Jeremy Piven in the 2008 Broadway revival of Speed-the-Plow.
Photo by Brigitte Lacombe
SPEED-THE-PLOW: The most recent classic stage shellacking of Hollywood mores was this 1988 barnburner by David Mamet. Mamet was already a movie veteran at this point, having written screenplays for "The Verdict" and "The Untouchables," and directed his own screenplays for "House of Games" and "Things Change." He knew how things worked, and showed what he knew in this three-hander largely set in the office of new studio head Bobby Gould, as he wrangles over a possible action movie deal with friend and producer Charlie Fox. The fly in the ointment in this buddy drama is Karen, Bobby's idealistic and possibly conniving secretary. One critic described the plot as "Boy gets script; boy loses script; boy gets script back again." Comical cynicism, ambition and aggression are in ample display.

"I spent a few years after college temping at the studios and I've always appreciated the way this play turns on the influence of a temporary secretary," said Tolins. "When you work in Hollywood, you spend less time making movies than you do talking about making movies. Everything is determined by the outcome of those conversations—what movies get made, whose careers rise and fall. The pressure is maddening, and since there are no right answers, every county is heard from—even the temp—and that's something Mamet gets so deliciously, ferociously right."
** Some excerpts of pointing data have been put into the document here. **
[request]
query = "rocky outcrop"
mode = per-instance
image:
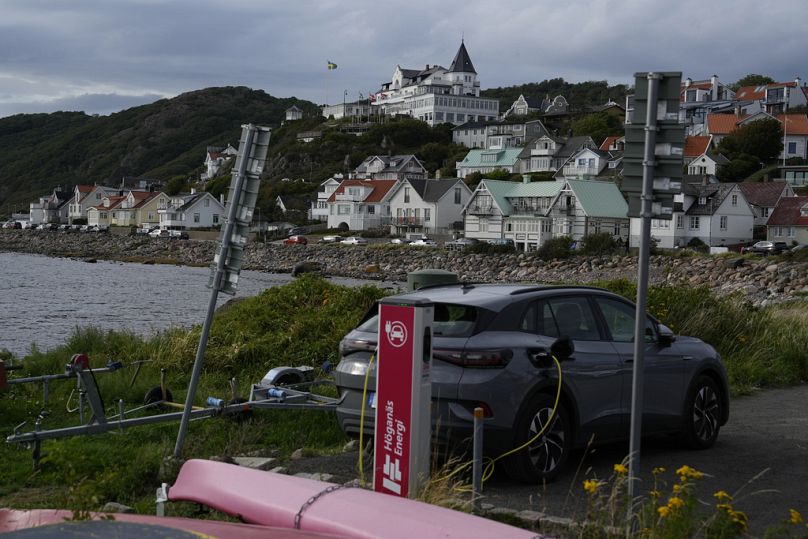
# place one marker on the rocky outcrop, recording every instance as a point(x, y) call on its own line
point(760, 280)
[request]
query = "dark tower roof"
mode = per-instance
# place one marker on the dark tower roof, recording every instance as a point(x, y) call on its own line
point(462, 62)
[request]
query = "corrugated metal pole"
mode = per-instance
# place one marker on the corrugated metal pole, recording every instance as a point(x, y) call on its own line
point(642, 289)
point(214, 293)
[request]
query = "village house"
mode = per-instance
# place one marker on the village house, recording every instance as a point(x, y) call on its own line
point(427, 206)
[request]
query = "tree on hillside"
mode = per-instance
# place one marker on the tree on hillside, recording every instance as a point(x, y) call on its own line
point(752, 79)
point(598, 126)
point(762, 139)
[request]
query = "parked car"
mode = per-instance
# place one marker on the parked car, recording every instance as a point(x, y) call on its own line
point(460, 244)
point(354, 240)
point(766, 248)
point(296, 240)
point(491, 348)
point(297, 231)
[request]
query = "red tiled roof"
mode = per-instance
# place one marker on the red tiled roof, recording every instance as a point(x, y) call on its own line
point(723, 124)
point(608, 142)
point(787, 212)
point(380, 189)
point(696, 145)
point(795, 124)
point(763, 194)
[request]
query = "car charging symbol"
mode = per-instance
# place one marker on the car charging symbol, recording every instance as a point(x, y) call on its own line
point(396, 333)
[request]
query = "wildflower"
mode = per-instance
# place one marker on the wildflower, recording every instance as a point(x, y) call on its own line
point(722, 495)
point(675, 502)
point(591, 486)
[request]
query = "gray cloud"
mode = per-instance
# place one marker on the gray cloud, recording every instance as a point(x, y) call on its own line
point(97, 55)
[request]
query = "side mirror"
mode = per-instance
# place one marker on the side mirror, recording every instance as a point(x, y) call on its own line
point(666, 336)
point(562, 348)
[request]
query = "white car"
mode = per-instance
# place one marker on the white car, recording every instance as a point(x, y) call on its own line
point(354, 240)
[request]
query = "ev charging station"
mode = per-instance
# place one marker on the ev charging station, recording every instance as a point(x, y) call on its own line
point(403, 396)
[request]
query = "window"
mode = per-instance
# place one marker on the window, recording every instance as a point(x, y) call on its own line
point(619, 319)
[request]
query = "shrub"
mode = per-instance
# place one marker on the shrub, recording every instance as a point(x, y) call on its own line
point(556, 248)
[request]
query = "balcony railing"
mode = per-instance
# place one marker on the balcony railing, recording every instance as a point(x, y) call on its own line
point(480, 210)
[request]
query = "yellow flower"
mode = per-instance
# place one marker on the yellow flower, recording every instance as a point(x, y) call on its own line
point(722, 495)
point(675, 502)
point(592, 486)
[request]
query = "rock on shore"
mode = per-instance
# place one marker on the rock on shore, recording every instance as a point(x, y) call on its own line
point(761, 281)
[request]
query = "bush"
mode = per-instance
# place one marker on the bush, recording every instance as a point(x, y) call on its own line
point(601, 243)
point(556, 248)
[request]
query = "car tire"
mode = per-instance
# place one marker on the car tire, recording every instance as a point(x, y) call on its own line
point(545, 457)
point(702, 415)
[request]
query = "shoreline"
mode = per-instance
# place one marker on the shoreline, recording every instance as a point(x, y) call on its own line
point(758, 280)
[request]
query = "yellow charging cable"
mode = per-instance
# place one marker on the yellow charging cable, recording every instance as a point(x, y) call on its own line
point(362, 420)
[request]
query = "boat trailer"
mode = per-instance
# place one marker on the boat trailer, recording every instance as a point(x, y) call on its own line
point(286, 388)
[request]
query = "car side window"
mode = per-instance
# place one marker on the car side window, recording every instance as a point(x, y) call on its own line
point(619, 318)
point(573, 317)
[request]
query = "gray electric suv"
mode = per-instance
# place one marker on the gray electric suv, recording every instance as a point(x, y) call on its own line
point(491, 349)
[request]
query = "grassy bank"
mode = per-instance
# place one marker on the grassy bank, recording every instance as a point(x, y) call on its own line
point(300, 323)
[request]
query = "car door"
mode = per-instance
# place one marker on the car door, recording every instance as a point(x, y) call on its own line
point(594, 371)
point(663, 380)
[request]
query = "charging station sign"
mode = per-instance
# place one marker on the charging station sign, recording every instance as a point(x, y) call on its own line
point(402, 389)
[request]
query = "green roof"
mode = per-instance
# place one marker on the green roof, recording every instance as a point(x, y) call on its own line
point(504, 158)
point(600, 198)
point(502, 190)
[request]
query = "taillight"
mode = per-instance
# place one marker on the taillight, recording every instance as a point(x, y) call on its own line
point(474, 358)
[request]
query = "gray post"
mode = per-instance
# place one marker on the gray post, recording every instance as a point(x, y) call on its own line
point(642, 289)
point(214, 294)
point(477, 461)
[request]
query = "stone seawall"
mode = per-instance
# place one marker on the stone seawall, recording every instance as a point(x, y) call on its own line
point(760, 280)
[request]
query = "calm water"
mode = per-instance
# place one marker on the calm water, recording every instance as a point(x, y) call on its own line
point(44, 299)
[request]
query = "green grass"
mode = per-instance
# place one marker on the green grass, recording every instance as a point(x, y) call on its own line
point(300, 323)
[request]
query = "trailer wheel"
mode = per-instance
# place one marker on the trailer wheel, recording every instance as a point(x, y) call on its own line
point(155, 394)
point(239, 415)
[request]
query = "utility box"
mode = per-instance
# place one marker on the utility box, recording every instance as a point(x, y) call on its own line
point(403, 396)
point(417, 279)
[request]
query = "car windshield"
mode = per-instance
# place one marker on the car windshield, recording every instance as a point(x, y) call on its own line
point(451, 320)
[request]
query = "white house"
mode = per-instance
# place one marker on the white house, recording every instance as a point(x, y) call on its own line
point(427, 206)
point(360, 204)
point(715, 213)
point(511, 210)
point(436, 94)
point(764, 197)
point(319, 207)
point(585, 207)
point(196, 210)
point(390, 167)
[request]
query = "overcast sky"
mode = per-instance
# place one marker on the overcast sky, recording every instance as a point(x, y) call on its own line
point(102, 56)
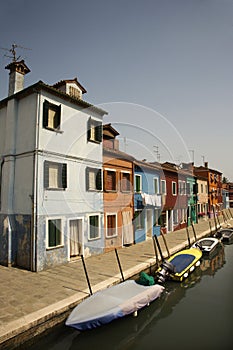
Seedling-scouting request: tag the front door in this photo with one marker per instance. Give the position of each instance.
(75, 237)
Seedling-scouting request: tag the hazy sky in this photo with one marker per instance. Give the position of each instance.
(163, 69)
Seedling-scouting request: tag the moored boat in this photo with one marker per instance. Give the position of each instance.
(111, 303)
(207, 245)
(179, 265)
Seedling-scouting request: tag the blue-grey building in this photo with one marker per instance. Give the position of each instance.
(147, 200)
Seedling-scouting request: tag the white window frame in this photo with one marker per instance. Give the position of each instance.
(157, 181)
(116, 234)
(125, 172)
(98, 237)
(140, 190)
(165, 187)
(47, 233)
(174, 193)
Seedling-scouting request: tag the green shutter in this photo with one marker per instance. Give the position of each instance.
(64, 175)
(99, 132)
(89, 129)
(46, 174)
(45, 113)
(99, 180)
(57, 120)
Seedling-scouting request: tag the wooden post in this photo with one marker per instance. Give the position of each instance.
(119, 264)
(86, 274)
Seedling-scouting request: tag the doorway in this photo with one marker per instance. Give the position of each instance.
(76, 242)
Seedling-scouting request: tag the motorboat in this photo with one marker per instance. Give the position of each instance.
(225, 234)
(207, 245)
(179, 266)
(111, 303)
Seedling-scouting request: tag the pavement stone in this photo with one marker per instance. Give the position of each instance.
(31, 302)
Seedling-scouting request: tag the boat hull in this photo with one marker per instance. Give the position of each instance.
(112, 303)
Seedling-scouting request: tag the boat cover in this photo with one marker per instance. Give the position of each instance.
(111, 303)
(182, 261)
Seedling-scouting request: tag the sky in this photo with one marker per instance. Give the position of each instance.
(162, 69)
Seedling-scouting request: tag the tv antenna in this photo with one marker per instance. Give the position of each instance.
(13, 51)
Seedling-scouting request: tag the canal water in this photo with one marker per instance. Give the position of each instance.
(196, 314)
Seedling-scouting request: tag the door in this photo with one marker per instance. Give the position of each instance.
(75, 237)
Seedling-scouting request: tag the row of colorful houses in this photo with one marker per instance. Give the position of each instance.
(67, 190)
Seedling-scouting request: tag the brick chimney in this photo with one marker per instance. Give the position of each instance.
(16, 79)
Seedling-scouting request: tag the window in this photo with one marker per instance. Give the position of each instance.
(156, 185)
(94, 131)
(54, 233)
(51, 116)
(94, 228)
(93, 179)
(188, 188)
(163, 187)
(174, 188)
(110, 180)
(125, 182)
(55, 175)
(139, 221)
(111, 225)
(138, 183)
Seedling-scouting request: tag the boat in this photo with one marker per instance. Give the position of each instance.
(111, 303)
(179, 266)
(225, 234)
(207, 245)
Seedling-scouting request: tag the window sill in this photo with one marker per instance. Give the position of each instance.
(55, 247)
(55, 189)
(54, 130)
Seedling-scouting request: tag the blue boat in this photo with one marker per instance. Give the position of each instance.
(111, 303)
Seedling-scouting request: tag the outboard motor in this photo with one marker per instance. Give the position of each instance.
(166, 269)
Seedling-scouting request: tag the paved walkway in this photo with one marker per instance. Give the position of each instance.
(32, 302)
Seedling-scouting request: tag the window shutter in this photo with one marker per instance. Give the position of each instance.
(99, 133)
(99, 180)
(57, 120)
(45, 113)
(89, 129)
(87, 179)
(64, 175)
(46, 174)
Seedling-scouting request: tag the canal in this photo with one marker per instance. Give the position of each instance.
(197, 314)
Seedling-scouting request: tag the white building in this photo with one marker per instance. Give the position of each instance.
(51, 200)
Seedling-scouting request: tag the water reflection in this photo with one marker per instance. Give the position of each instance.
(128, 332)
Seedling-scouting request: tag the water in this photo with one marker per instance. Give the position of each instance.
(197, 314)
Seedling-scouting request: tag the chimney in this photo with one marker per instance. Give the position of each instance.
(16, 79)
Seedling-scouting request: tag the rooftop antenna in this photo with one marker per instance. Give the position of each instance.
(13, 51)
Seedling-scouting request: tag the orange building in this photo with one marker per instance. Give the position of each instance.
(118, 192)
(214, 179)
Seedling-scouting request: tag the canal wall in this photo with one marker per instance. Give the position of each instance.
(32, 303)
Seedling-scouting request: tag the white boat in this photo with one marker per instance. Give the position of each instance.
(207, 244)
(111, 303)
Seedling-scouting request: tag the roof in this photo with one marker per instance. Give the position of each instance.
(75, 80)
(40, 85)
(109, 131)
(117, 154)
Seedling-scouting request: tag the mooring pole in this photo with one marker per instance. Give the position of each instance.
(159, 247)
(187, 230)
(210, 227)
(165, 243)
(86, 274)
(156, 252)
(230, 212)
(194, 232)
(119, 264)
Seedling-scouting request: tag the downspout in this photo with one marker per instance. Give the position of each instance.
(34, 196)
(1, 171)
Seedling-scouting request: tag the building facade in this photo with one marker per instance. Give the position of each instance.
(50, 147)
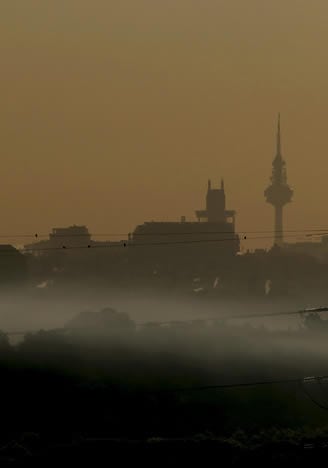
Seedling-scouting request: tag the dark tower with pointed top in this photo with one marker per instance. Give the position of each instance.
(278, 193)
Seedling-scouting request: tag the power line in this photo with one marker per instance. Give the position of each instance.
(300, 380)
(111, 234)
(133, 244)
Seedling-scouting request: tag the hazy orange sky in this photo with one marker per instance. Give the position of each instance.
(117, 112)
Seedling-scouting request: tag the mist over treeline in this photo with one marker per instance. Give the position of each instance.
(103, 373)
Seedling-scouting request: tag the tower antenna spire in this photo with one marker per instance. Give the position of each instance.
(278, 138)
(279, 193)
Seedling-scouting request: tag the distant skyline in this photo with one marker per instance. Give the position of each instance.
(115, 113)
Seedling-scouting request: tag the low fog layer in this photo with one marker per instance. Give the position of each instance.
(43, 309)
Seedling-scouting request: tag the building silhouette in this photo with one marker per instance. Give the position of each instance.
(181, 247)
(279, 192)
(64, 237)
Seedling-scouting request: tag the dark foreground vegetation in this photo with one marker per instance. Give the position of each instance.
(104, 389)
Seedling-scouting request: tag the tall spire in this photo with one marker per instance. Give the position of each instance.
(278, 138)
(278, 193)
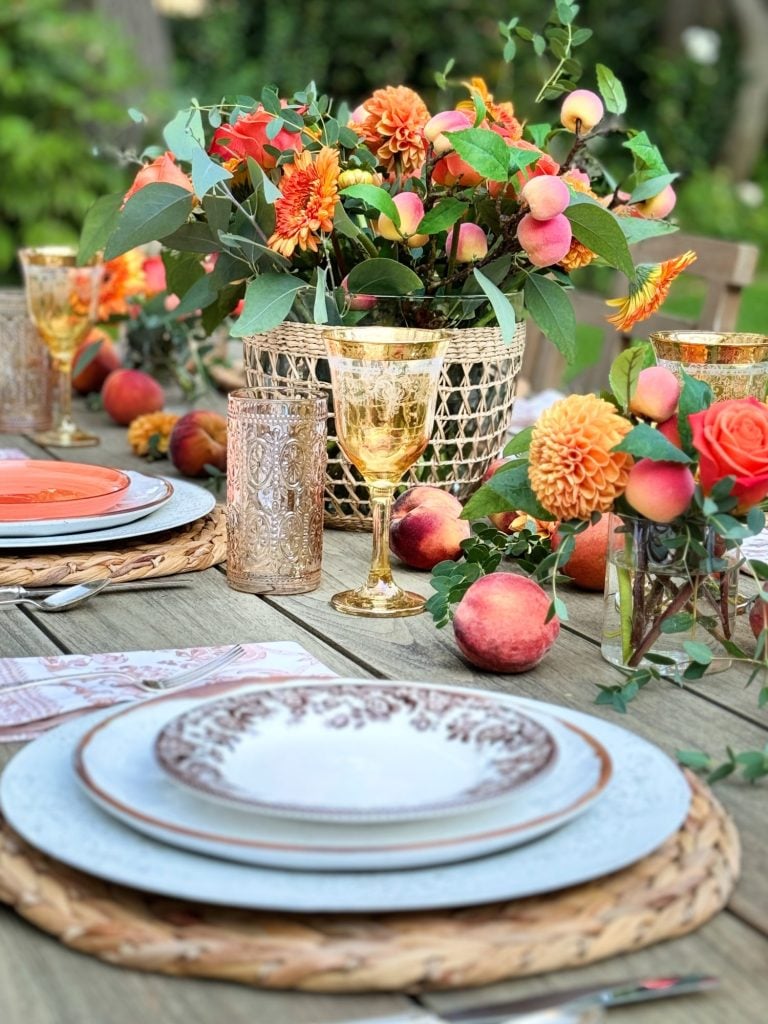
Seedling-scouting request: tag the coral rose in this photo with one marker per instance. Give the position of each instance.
(731, 438)
(247, 137)
(572, 469)
(164, 170)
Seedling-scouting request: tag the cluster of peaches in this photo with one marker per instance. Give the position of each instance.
(133, 398)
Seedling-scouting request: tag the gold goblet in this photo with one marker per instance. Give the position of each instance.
(62, 299)
(385, 388)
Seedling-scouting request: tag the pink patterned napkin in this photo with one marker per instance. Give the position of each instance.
(25, 714)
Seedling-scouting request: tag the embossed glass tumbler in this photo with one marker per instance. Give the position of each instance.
(62, 299)
(25, 369)
(274, 484)
(385, 388)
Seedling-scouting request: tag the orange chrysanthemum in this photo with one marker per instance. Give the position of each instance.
(572, 469)
(502, 114)
(152, 425)
(393, 128)
(123, 279)
(647, 294)
(309, 197)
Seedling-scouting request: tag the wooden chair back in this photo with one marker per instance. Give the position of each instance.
(724, 267)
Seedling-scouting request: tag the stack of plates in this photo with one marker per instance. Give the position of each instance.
(49, 504)
(344, 796)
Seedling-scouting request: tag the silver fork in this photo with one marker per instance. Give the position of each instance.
(151, 685)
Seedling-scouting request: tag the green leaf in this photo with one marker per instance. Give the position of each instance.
(320, 312)
(485, 152)
(610, 89)
(505, 314)
(98, 224)
(206, 172)
(551, 308)
(637, 228)
(378, 198)
(520, 442)
(645, 442)
(599, 230)
(150, 215)
(651, 186)
(442, 216)
(268, 301)
(625, 371)
(184, 134)
(383, 276)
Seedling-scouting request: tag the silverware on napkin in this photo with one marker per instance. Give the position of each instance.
(606, 994)
(162, 583)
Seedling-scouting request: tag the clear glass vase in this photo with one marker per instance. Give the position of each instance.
(666, 606)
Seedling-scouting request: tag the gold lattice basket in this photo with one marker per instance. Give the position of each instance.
(474, 407)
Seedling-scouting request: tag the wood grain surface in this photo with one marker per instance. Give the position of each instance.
(43, 983)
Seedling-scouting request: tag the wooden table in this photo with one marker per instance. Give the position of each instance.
(43, 983)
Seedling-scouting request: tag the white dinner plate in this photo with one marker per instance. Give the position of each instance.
(143, 495)
(645, 802)
(116, 765)
(188, 502)
(355, 752)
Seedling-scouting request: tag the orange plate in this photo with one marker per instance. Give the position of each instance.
(38, 489)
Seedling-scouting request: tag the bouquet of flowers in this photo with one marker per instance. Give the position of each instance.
(681, 477)
(315, 212)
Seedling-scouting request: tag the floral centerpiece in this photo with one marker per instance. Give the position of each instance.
(314, 211)
(682, 478)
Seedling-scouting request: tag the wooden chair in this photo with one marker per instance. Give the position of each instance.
(723, 268)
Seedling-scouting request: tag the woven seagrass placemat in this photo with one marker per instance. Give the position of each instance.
(197, 546)
(667, 894)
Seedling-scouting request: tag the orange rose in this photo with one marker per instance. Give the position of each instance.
(247, 137)
(731, 438)
(164, 170)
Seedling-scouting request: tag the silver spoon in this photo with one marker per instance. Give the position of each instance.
(65, 599)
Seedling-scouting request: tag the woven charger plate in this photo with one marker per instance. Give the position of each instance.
(197, 546)
(667, 894)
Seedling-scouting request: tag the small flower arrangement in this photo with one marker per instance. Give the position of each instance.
(316, 212)
(683, 477)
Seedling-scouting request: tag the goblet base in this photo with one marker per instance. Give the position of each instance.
(374, 605)
(56, 437)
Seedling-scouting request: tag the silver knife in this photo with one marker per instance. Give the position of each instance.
(610, 994)
(161, 583)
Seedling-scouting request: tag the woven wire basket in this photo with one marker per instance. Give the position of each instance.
(475, 397)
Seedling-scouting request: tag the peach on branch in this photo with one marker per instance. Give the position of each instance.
(656, 394)
(546, 242)
(659, 491)
(586, 565)
(128, 393)
(581, 111)
(546, 195)
(658, 206)
(472, 245)
(442, 122)
(500, 624)
(101, 360)
(411, 210)
(198, 439)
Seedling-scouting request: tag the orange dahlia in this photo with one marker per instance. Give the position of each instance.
(648, 292)
(309, 196)
(123, 279)
(393, 128)
(572, 470)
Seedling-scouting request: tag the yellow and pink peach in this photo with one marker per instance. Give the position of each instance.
(546, 195)
(656, 394)
(659, 491)
(500, 624)
(546, 242)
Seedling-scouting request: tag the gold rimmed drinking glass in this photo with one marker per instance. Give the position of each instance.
(62, 299)
(384, 387)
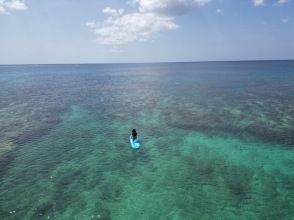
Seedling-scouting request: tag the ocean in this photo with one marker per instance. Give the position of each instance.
(217, 141)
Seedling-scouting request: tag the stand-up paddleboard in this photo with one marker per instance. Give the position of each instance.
(135, 144)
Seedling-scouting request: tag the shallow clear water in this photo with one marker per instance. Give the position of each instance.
(217, 141)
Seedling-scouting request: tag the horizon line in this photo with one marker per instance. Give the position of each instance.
(151, 62)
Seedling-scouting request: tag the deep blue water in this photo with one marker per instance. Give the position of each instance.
(217, 141)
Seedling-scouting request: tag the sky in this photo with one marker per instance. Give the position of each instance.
(131, 31)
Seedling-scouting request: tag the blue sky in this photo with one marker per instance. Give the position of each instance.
(106, 31)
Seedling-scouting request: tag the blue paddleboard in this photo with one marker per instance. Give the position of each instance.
(135, 144)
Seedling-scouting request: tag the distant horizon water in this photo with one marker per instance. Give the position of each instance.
(217, 141)
(151, 62)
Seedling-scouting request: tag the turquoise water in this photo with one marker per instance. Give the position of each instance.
(217, 141)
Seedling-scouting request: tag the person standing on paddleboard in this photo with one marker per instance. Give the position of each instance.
(134, 134)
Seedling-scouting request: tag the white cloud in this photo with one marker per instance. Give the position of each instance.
(285, 20)
(150, 18)
(258, 2)
(113, 12)
(282, 2)
(168, 7)
(117, 30)
(219, 11)
(7, 5)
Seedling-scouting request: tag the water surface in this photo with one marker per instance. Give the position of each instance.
(217, 141)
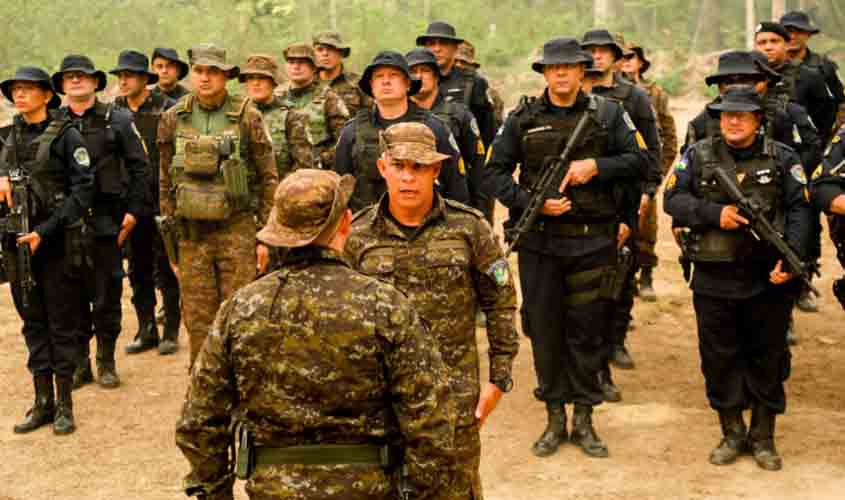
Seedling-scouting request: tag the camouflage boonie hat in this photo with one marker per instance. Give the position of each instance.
(332, 39)
(411, 141)
(306, 203)
(466, 53)
(208, 54)
(300, 51)
(260, 64)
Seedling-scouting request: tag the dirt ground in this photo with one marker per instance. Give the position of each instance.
(659, 436)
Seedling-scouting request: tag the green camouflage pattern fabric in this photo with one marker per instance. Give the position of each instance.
(449, 268)
(317, 353)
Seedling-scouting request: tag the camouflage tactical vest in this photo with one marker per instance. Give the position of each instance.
(759, 178)
(210, 176)
(544, 136)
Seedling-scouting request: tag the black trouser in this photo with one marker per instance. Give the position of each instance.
(49, 321)
(744, 356)
(102, 287)
(564, 316)
(142, 260)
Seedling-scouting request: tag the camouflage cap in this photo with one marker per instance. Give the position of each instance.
(300, 51)
(208, 54)
(411, 141)
(466, 53)
(306, 203)
(332, 39)
(260, 64)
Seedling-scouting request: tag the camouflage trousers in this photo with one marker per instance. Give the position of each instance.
(214, 262)
(647, 237)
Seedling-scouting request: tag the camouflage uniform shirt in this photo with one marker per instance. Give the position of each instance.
(448, 266)
(317, 353)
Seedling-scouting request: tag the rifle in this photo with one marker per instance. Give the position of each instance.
(762, 229)
(553, 175)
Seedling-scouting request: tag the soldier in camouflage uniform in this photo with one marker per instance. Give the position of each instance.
(444, 256)
(217, 173)
(635, 66)
(323, 369)
(331, 51)
(315, 116)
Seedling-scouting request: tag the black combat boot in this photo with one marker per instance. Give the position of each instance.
(44, 409)
(170, 338)
(147, 336)
(733, 442)
(63, 423)
(106, 372)
(584, 436)
(610, 393)
(647, 292)
(555, 433)
(761, 438)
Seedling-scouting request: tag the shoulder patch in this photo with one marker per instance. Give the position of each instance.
(798, 174)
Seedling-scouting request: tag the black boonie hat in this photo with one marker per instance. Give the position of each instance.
(599, 38)
(770, 27)
(31, 74)
(171, 55)
(423, 56)
(75, 62)
(798, 20)
(738, 99)
(388, 58)
(735, 63)
(562, 51)
(441, 30)
(135, 62)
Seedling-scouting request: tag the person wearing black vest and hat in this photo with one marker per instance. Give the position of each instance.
(147, 259)
(456, 84)
(389, 82)
(464, 127)
(800, 30)
(170, 70)
(606, 51)
(119, 160)
(52, 154)
(800, 84)
(742, 291)
(571, 250)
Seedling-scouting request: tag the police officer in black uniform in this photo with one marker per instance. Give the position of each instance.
(742, 291)
(52, 154)
(456, 84)
(571, 250)
(119, 161)
(147, 258)
(358, 147)
(462, 124)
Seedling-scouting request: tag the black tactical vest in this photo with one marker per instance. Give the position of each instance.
(544, 136)
(759, 178)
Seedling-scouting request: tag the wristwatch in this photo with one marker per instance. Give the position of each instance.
(505, 385)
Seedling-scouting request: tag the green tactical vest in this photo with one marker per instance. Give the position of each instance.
(544, 136)
(209, 169)
(758, 178)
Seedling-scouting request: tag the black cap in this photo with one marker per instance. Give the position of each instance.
(441, 30)
(741, 98)
(135, 62)
(31, 74)
(75, 62)
(735, 63)
(388, 58)
(172, 55)
(799, 21)
(562, 51)
(770, 27)
(600, 38)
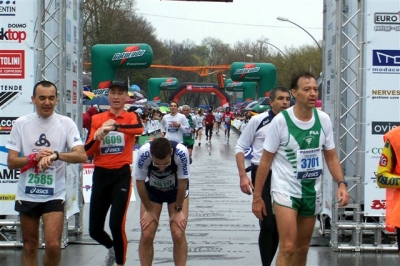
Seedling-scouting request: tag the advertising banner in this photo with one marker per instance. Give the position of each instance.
(73, 94)
(328, 89)
(382, 91)
(17, 77)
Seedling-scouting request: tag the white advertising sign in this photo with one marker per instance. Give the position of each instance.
(17, 77)
(381, 89)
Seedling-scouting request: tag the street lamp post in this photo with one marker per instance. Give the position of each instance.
(287, 20)
(265, 40)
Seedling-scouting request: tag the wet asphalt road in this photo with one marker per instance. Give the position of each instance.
(221, 231)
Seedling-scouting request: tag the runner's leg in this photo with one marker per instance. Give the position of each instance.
(286, 219)
(30, 238)
(53, 226)
(305, 227)
(146, 248)
(119, 206)
(179, 236)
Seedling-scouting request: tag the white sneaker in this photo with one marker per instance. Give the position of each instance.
(110, 258)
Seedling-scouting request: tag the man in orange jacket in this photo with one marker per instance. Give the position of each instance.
(110, 142)
(388, 176)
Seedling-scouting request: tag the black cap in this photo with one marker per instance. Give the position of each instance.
(119, 83)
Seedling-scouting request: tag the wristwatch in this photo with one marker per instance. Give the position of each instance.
(178, 208)
(57, 155)
(344, 182)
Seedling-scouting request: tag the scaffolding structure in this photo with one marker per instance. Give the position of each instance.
(349, 122)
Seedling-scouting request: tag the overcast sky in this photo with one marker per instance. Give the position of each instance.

"Speed-the-Plow is the one play" on this list, said Pepe, "that, in terms of the actual business of making movies with the system—the power plays and moral predicaments of getting a film made—that I felt really digs deeply into that questions of moral conscience vs. commercial conscience."

Honorable Mentions: Robert Cashill: "The flim-flammery is alive and well and funny as ever in Jon Robin Baitz’s Mizlansky/Zilinsky, or Schmucks, where bottom-feeding producers pursue one last scam with Oklahoma dentists as ex-wives, hangers-on, and the IRS provide complications." Rob Weinert-Kendt: "I'm intrigued by how Stones in His Pockets and Cripple of Inishmaan tell such contrasting and oddly complementary stories about a film production changing the lives of poor Irish folk." As for me, I've always had a liking for John Patrick Shaley's 1993 comedy Four Dogs and a Bone.